Updating Results

Australian Taxation Office (ATO)

4.2
  • 1,000 - 50,000 employees

Ariel Kuperman

Ariel Kuperman studied a Master of Science (Physics) at University of Melbourne and is now a Data Scientist at Australian Taxation Office (ATO)

7.30 AM

I wake up around 7.00 am and start my day with a hearty breakfast while watching the news. If the weather is nice like today, I’ll ride my bike into the office (otherwise I take the tram if it’s rainy). I park my bike in the basement parking area and shower at the end-of-trip facilities available at the office.

8:30 AM

I get to my desk around 8.30 am, and spend some time catching up with my colleagues who I hadn’t seen in person for a couple of days (as I was working from home). I then begin my workday properly by checking my emails and calendar. Today there are only a few emails relating to Learning and Development, and some wider organisational updates and newsletters. I only have one major meeting today, and I don’t need to prepare anything.

9:00 AM

I log into my team’s virtual machine and check the results of the model I had sent to be trained overnight.

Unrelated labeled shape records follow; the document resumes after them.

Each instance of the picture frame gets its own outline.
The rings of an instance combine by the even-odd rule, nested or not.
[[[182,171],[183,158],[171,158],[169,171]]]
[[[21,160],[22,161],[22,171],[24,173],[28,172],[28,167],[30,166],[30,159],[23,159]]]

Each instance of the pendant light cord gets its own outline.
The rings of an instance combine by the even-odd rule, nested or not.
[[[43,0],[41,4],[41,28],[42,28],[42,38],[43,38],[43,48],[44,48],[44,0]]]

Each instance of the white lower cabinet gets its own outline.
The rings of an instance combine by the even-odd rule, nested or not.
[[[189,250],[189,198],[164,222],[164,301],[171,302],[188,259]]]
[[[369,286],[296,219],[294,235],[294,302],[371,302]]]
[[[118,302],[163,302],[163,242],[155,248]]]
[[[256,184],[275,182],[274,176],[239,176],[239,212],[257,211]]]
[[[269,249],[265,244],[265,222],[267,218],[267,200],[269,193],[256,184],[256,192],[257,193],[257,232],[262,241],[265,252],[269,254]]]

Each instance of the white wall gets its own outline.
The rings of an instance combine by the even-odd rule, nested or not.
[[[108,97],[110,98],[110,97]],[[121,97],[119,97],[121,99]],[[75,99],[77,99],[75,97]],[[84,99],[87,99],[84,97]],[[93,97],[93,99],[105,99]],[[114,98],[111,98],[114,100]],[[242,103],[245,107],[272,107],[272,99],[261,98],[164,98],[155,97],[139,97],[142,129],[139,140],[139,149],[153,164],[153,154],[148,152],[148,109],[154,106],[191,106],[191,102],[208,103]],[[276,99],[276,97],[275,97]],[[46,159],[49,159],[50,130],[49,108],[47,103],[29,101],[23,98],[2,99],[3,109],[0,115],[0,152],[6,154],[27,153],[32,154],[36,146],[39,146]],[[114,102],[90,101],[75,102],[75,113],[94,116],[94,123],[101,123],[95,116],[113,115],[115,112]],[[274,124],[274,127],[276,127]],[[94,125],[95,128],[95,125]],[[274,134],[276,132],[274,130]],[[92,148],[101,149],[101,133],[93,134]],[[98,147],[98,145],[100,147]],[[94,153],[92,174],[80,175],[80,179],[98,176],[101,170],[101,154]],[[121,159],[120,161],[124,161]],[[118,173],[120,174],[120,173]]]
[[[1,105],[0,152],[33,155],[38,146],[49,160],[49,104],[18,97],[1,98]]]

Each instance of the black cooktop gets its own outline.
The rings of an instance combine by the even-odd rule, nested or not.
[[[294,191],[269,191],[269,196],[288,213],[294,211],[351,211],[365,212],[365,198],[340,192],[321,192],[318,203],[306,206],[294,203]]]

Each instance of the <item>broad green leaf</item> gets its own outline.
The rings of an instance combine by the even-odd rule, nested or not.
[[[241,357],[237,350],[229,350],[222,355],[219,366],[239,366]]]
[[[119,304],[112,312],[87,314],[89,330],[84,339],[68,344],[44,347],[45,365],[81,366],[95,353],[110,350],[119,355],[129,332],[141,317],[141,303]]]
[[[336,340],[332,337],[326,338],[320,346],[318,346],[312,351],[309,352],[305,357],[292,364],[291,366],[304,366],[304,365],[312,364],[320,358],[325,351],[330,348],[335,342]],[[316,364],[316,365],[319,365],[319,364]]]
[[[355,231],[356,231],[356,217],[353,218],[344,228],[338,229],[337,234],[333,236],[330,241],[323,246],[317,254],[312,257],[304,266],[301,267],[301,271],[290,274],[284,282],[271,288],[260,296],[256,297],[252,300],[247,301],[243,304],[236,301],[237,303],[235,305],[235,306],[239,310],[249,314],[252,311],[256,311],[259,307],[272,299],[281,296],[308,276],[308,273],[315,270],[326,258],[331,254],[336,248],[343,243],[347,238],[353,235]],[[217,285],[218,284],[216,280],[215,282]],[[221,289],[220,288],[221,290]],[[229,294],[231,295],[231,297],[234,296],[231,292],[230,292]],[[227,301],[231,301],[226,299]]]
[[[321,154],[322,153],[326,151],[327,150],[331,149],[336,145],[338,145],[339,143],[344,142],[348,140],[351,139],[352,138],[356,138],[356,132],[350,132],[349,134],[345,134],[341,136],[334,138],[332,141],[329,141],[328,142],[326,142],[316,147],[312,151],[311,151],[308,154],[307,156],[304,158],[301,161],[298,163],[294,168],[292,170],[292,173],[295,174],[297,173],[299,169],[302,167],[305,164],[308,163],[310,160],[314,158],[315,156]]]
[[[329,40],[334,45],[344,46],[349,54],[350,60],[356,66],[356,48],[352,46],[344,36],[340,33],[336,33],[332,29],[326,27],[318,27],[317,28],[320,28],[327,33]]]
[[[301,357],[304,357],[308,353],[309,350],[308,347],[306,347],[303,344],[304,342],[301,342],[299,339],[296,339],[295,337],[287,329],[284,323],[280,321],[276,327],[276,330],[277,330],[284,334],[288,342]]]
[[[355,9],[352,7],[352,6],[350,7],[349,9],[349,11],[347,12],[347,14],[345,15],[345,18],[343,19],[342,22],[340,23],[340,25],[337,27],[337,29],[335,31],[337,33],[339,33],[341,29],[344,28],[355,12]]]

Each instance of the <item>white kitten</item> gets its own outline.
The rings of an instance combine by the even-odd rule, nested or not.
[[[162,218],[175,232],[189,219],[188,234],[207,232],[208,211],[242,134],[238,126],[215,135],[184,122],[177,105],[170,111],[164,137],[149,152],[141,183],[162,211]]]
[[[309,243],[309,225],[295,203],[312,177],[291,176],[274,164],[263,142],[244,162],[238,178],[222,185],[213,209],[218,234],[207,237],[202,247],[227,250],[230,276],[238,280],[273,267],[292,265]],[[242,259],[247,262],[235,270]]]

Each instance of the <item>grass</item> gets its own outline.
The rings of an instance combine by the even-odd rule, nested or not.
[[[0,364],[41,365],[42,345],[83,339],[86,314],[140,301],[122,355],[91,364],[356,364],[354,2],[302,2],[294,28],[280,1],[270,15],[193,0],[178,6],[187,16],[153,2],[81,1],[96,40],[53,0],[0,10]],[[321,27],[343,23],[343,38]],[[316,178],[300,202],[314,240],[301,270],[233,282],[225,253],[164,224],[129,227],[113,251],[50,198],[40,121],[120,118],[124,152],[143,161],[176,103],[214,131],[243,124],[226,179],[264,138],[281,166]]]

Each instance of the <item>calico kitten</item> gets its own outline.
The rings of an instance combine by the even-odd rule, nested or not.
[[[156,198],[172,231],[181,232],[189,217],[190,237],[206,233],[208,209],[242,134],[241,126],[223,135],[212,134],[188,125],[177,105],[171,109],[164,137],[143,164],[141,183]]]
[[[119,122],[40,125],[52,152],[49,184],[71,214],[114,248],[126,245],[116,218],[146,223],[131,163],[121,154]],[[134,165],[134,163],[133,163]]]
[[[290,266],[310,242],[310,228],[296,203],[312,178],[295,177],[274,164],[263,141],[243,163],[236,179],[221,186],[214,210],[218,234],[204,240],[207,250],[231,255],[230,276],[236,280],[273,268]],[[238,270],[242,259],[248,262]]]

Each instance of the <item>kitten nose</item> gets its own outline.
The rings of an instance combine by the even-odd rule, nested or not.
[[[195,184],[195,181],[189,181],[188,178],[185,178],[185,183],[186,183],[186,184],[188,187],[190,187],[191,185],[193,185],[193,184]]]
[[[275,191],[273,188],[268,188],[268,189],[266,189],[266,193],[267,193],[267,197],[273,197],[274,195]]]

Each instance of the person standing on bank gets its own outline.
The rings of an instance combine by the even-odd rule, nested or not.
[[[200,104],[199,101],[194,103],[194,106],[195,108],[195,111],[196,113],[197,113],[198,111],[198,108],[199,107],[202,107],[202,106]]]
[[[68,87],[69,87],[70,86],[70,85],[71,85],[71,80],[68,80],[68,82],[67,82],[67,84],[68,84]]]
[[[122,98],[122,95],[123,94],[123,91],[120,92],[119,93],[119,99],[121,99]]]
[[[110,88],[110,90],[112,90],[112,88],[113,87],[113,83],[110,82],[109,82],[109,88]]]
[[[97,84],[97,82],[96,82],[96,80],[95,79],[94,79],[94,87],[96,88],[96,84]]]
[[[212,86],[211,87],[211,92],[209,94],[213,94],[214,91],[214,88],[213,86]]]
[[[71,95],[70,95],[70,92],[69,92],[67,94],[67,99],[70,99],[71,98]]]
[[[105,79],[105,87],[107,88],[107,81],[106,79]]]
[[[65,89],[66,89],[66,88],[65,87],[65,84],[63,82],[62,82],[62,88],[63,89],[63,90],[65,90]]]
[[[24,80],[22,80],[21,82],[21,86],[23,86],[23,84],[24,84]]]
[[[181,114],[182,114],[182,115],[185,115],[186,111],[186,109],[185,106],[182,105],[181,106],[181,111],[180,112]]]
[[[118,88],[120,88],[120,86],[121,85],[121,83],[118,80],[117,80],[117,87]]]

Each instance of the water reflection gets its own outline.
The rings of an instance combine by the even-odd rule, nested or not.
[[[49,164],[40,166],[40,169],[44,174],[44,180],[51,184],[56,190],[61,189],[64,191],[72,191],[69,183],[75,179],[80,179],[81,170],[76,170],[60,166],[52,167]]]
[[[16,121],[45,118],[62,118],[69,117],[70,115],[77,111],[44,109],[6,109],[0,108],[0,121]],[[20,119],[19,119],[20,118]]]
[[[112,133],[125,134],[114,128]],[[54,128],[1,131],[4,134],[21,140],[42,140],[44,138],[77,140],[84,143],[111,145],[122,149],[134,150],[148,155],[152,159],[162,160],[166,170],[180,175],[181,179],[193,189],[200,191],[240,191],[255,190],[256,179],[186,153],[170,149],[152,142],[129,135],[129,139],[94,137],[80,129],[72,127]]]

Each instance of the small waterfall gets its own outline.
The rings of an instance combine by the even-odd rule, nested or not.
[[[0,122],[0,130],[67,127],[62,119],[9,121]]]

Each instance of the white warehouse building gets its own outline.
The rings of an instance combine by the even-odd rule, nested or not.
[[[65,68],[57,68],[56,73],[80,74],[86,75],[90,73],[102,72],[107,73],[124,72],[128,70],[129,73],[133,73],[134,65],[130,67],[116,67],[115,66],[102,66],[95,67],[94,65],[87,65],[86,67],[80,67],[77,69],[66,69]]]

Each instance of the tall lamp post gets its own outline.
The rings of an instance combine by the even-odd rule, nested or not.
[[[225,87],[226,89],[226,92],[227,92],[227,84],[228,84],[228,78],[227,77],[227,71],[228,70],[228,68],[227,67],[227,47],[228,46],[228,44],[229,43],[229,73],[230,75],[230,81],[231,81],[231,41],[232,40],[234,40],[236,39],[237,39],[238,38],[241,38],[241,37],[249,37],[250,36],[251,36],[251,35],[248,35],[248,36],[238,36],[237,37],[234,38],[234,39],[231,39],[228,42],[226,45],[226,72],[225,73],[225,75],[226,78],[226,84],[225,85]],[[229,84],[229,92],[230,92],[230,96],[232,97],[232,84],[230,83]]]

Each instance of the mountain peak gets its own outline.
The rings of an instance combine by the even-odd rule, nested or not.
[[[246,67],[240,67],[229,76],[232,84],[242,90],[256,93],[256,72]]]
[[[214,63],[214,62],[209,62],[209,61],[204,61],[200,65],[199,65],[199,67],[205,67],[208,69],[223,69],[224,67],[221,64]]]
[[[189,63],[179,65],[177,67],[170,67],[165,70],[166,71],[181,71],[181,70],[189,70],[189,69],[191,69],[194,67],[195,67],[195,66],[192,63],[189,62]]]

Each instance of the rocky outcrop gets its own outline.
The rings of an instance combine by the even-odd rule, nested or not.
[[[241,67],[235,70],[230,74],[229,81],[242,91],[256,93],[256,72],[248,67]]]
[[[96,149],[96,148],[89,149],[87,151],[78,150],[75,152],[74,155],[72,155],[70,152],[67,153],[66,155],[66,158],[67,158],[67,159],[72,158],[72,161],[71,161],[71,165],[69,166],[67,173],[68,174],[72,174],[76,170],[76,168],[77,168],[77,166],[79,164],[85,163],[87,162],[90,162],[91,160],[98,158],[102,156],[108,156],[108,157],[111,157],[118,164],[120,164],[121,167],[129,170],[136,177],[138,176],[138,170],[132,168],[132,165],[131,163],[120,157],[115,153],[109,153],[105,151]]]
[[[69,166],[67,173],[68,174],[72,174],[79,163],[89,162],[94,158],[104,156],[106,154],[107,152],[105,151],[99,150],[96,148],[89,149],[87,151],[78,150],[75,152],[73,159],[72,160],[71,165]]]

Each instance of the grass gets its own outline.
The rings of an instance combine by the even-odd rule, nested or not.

I’m trying to develop a model to understand and classify the content of financial documents, based on deep-learning techniques in Computer Vision and Natural Language Processing. I open the output files and check the predictions generated by the model. I then spend some time evaluating the results of the training and notice a few inconsistencies in the output. I proceed to write down a few fixes I’ll have to implement in the post-processing steps in the code.

10.30 AM

At 10.30 am, we have our daily team stand-up on Microsoft Teams. In this meeting we all go around the (virtual) table and update the team with our progress since yesterday, and if we have questions or are facing any blockers. This is a good opportunity for me to take a step back from the depths of the code and to put what I’m trying to achieve into perspective. It’s also a great chance to see if anyone else is facing similar problems.

10.45 AM

After the stand-up, I spend the remainder of the morning chasing the bugs I’d identified in the outputs throughout the code. This requires me to do a bit of Googling, running some small unit tests, and stepping through each fix one at a time.

12.30 PM

After a productive morning, I stop to have lunch. I really like spending time outdoors, so I often ask a couple of my colleagues to come have lunch in the park across the street from the office. This is a great chance to get some fresh air, chat about non-work-related stuff, and get a change of scenery before heading back inside for the afternoon.

1.15 PM

After lunch, I go back to chasing up the bugs in the code I’ve been working on. I have a brief call with my team leader to chat about a specific problem, and the best approach to tackle it. We discuss our potential options and end up settling on a particular method, which I then proceed to implement. After this, I send the script off to run in the background while I turn my attention to the next meeting.

2.30 PM

This afternoon we have a wider Data Science Community of Practice meeting, which takes place every month or so with the entire Data Science branch. These sessions are a great opportunity to hear about other projects going on at the ATO, which always has several interesting Data Science activities being carried out due to the sheer size and scope of the organisation. Today’s talk is about Time Series forecasting, which I find really interesting as I’m not exposed to this area in my normal work.

3.30 PM

After the Community of Practice session, I take a short coffee break with my colleagues to stretch our legs. We head to the café downstairs and chat about the meeting we just had, as well as our plans for the evening.

3.45 PM

After the much-needed caffeine boost, I check the results of the script I’d sent off to run earlier this afternoon. The bugs I’d identified earlier were happily all working now! This always gives me a great feeling of accomplishment and satisfaction, as well as a clear way to measure progress. Not every bug and feature can be resolved within a few hours, but the feeling you get when there is a breakthrough is always fantastic.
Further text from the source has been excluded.